AGI - Meta, che possiede, tra le altre, Facebook e Instagram, sta riflettendo, con numerose discussioni interne, sulla possibile moderazione del termine "sionista" all'interno delle sue piattaforme, dato che il conflitto a Gaza sta alimentando sempre più i discorsi di odio online, compreso l'antisemitismo. "Data la crescente polarizzazione del discorso pubblico a causa degli eventi in Medio Oriente, riteniamo importante valutare le nostre linee guida per l'esame dei messaggi che utilizzano il termine 'sionista'", ha dichiarato venerdì un portavoce di Meta, interpellato dopo un articolo del Washington Post sull'argomento.
Il portavoce ha precisato che il gigante dei social network "non consente agli utenti di attaccare altre persone sulla base di elementi della loro identità, come la nazionalità o la religione", sottolineando però le difficoltà presentate dal termine "sionista". Il termine "spesso si riferisce all'ideologia di una persona" ma "può anche essere usato per indicare ebrei o israeliani".

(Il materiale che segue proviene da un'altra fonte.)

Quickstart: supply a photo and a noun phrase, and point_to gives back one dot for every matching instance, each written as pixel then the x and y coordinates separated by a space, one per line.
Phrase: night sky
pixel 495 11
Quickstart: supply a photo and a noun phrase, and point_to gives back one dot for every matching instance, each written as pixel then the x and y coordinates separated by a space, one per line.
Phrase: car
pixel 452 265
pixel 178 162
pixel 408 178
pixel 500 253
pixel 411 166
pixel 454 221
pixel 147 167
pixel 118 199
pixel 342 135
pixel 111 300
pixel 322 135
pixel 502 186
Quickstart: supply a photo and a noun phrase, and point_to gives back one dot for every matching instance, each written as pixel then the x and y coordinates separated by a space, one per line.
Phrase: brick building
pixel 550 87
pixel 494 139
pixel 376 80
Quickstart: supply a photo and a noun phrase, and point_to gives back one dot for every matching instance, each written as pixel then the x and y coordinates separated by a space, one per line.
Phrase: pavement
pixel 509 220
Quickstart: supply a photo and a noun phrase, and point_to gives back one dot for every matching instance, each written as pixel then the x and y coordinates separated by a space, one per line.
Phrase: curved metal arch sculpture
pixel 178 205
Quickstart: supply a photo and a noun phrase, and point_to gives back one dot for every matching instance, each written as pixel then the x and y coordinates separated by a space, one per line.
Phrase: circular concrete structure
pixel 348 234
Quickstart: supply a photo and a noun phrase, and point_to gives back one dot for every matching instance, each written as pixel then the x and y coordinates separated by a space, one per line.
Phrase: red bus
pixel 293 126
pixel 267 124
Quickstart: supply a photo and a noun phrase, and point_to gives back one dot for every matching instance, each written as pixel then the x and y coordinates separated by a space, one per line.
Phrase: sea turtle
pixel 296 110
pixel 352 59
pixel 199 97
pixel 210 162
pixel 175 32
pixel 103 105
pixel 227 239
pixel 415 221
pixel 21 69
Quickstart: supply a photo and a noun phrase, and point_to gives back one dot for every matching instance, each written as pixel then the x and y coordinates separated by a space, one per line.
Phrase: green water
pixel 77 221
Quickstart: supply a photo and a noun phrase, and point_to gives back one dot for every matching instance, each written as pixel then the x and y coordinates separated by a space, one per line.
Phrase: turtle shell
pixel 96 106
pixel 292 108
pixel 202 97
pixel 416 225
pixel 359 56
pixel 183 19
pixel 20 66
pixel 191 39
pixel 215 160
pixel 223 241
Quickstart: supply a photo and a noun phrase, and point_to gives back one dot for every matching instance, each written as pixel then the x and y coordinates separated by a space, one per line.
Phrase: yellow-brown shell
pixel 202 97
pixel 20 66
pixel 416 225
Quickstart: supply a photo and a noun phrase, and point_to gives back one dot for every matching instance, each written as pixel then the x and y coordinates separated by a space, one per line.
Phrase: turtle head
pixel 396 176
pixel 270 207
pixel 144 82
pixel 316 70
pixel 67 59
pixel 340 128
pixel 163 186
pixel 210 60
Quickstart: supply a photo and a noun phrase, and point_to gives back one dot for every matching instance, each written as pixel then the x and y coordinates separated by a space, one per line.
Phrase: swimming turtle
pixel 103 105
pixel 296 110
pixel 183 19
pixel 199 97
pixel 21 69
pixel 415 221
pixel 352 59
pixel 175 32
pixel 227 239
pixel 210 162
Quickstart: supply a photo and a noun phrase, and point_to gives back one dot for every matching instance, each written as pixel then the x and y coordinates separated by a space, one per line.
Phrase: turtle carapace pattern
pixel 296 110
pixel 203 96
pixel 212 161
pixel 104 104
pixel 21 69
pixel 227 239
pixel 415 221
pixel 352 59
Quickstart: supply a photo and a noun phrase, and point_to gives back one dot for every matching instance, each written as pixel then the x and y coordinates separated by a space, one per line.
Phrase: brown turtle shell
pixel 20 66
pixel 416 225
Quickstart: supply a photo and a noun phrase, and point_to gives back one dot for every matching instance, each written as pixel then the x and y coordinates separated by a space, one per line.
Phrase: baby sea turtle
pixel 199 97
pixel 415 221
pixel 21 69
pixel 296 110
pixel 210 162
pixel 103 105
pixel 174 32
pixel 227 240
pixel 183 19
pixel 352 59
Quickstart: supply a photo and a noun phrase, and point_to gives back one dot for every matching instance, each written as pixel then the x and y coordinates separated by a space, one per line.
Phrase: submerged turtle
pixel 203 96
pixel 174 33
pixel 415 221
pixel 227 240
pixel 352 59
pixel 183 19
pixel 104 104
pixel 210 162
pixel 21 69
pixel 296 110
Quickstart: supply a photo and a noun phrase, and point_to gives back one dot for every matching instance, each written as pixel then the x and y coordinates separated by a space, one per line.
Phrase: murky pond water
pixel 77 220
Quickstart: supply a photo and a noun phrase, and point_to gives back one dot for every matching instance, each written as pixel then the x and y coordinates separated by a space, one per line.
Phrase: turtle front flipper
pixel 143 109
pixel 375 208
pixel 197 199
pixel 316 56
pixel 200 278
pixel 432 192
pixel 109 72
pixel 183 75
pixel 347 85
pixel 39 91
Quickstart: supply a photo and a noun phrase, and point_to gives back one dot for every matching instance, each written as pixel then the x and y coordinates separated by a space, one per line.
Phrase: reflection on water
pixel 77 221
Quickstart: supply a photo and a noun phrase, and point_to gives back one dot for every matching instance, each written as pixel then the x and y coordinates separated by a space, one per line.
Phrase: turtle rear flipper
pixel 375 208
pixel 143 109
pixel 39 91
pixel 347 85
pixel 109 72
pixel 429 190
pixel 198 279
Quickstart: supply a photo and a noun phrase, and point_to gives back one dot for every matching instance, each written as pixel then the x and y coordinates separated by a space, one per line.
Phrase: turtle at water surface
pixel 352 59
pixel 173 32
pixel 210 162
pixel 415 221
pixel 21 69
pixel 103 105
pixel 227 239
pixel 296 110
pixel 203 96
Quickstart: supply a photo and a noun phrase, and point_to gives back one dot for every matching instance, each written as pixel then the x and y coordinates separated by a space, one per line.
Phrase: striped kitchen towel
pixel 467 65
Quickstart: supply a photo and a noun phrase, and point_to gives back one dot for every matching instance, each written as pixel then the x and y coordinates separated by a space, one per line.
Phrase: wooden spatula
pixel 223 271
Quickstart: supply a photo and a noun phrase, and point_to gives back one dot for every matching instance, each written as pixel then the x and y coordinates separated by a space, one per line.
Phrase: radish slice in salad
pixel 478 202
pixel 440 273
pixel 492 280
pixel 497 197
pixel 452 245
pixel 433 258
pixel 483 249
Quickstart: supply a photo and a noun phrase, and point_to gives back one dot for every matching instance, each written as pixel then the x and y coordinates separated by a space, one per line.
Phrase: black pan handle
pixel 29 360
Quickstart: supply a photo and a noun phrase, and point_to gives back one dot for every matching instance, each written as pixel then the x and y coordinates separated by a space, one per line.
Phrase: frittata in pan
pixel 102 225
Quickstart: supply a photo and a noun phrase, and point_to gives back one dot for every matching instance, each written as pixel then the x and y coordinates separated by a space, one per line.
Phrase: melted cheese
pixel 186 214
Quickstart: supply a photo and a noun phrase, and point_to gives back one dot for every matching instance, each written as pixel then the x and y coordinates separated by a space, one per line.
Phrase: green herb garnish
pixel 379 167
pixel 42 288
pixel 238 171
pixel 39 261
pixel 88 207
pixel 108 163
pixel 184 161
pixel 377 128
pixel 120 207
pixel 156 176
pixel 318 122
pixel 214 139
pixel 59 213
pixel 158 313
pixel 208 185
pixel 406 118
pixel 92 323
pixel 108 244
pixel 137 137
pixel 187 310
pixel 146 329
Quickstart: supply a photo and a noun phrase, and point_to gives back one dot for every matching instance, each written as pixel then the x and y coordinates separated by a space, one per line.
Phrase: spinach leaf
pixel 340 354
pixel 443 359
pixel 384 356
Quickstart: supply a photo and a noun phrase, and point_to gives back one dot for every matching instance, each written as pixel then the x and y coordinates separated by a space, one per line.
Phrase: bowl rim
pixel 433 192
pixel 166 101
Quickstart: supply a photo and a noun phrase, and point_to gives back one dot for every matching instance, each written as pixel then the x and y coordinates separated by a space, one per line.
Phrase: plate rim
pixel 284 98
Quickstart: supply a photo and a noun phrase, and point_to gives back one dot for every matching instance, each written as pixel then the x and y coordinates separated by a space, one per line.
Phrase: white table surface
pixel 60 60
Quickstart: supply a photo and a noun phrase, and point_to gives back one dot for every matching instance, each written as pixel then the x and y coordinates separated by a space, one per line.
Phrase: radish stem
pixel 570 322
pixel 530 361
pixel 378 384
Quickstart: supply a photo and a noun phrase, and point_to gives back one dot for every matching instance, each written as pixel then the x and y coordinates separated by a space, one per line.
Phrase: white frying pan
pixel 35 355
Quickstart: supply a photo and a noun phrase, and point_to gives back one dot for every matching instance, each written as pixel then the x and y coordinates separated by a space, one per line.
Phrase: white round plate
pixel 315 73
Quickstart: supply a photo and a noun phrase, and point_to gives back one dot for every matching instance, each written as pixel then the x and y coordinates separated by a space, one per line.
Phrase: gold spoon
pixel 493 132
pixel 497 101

Il gruppo californiano sta quindi cercando di affinare il suo approccio e di trovare dei compromessi. Per il momento, le regole che governano le sue piattaforme consentono l'uso del termine "sionista" per criticare un'ideologia, ma vietano i messaggi che contengono questa parola per riferirsi a ebrei o israeliani e attaccarli in modo disumanizzante o violento.

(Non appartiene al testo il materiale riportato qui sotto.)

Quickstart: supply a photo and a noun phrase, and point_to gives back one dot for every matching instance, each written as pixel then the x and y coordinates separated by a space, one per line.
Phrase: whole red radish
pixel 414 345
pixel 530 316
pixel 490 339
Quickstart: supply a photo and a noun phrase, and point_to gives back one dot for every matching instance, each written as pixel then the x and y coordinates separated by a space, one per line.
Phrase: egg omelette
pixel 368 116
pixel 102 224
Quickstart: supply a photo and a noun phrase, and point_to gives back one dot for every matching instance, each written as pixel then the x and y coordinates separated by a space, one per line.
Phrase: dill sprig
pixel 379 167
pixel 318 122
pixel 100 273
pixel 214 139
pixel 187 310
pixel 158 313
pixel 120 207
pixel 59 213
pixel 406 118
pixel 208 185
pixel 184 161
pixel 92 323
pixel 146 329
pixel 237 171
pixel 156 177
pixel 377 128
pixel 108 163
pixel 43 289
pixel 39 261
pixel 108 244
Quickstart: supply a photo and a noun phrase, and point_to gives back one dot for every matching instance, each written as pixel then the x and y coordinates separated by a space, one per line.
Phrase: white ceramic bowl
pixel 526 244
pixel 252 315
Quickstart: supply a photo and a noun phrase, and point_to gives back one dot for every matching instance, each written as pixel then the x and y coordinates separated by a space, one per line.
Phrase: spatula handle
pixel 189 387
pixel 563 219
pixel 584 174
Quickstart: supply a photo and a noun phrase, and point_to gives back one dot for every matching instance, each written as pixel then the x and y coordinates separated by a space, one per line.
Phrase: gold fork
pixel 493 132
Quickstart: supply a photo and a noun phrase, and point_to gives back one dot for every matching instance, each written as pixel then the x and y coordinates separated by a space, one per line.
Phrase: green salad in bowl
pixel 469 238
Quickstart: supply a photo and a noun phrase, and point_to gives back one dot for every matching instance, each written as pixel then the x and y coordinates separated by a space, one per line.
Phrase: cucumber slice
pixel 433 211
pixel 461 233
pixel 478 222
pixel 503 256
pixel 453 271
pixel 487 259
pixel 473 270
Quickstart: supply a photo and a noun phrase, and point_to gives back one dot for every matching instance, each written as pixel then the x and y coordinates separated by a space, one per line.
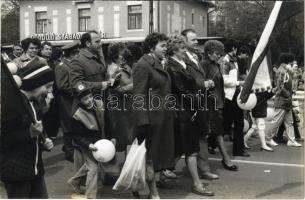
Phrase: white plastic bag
pixel 132 176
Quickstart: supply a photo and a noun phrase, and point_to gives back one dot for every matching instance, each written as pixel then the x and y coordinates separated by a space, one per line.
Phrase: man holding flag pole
pixel 259 79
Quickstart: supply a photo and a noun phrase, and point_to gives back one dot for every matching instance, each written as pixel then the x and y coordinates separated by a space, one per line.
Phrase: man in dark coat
pixel 192 61
pixel 89 66
pixel 62 81
pixel 22 139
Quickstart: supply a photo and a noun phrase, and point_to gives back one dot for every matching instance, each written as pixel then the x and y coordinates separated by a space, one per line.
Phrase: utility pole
pixel 151 16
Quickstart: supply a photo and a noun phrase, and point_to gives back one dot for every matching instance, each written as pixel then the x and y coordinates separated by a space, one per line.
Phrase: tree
pixel 245 21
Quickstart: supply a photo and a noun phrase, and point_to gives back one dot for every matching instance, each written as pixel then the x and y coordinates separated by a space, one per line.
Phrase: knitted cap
pixel 35 74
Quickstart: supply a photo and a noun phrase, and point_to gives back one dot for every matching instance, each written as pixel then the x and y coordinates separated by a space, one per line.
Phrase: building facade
pixel 60 21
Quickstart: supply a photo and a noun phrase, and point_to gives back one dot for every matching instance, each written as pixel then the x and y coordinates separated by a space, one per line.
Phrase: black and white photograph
pixel 187 99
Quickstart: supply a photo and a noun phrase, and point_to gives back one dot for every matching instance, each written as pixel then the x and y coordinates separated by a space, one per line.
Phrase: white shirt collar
pixel 181 62
pixel 191 57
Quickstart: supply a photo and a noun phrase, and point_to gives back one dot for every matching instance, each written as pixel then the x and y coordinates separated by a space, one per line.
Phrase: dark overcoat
pixel 62 81
pixel 151 84
pixel 198 74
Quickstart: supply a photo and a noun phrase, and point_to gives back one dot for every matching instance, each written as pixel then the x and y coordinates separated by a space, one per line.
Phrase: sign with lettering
pixel 61 36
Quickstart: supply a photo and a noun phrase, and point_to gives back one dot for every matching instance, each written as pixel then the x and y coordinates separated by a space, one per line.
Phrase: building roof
pixel 209 4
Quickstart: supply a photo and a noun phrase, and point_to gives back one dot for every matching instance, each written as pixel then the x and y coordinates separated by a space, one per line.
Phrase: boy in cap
pixel 22 141
pixel 87 126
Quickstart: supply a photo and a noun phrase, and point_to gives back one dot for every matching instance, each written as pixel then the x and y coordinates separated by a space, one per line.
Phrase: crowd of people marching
pixel 179 98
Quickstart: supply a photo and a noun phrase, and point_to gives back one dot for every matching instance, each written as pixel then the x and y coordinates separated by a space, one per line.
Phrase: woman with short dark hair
pixel 153 120
pixel 187 131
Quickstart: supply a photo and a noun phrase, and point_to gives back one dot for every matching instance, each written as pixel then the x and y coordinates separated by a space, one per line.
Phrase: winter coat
pixel 152 83
pixel 283 91
pixel 20 153
pixel 89 69
pixel 122 118
pixel 183 85
pixel 62 81
pixel 216 95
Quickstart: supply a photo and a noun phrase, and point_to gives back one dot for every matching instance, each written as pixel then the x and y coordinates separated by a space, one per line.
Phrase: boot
pixel 247 136
pixel 262 138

Il conflitto tra Israele e Hamas a Gaza ha suscitato forti dichiarazioni in tutto il mondo occidentale e numerosi attacchi sui social network. Associazioni e ricercatori hanno notato un forte aumento di contenuti islamofobici e antisemiti sulle principali piattaforme, in particolare X. Tuttavia, Amnesty International ha invitato Meta a non "vietare le critiche al 'sionismo' o ai 'sionisti' in generale", per non "soffocare le voci che si levano contro la sistematica violazione dei diritti dei palestinesi da parte del governo israeliano".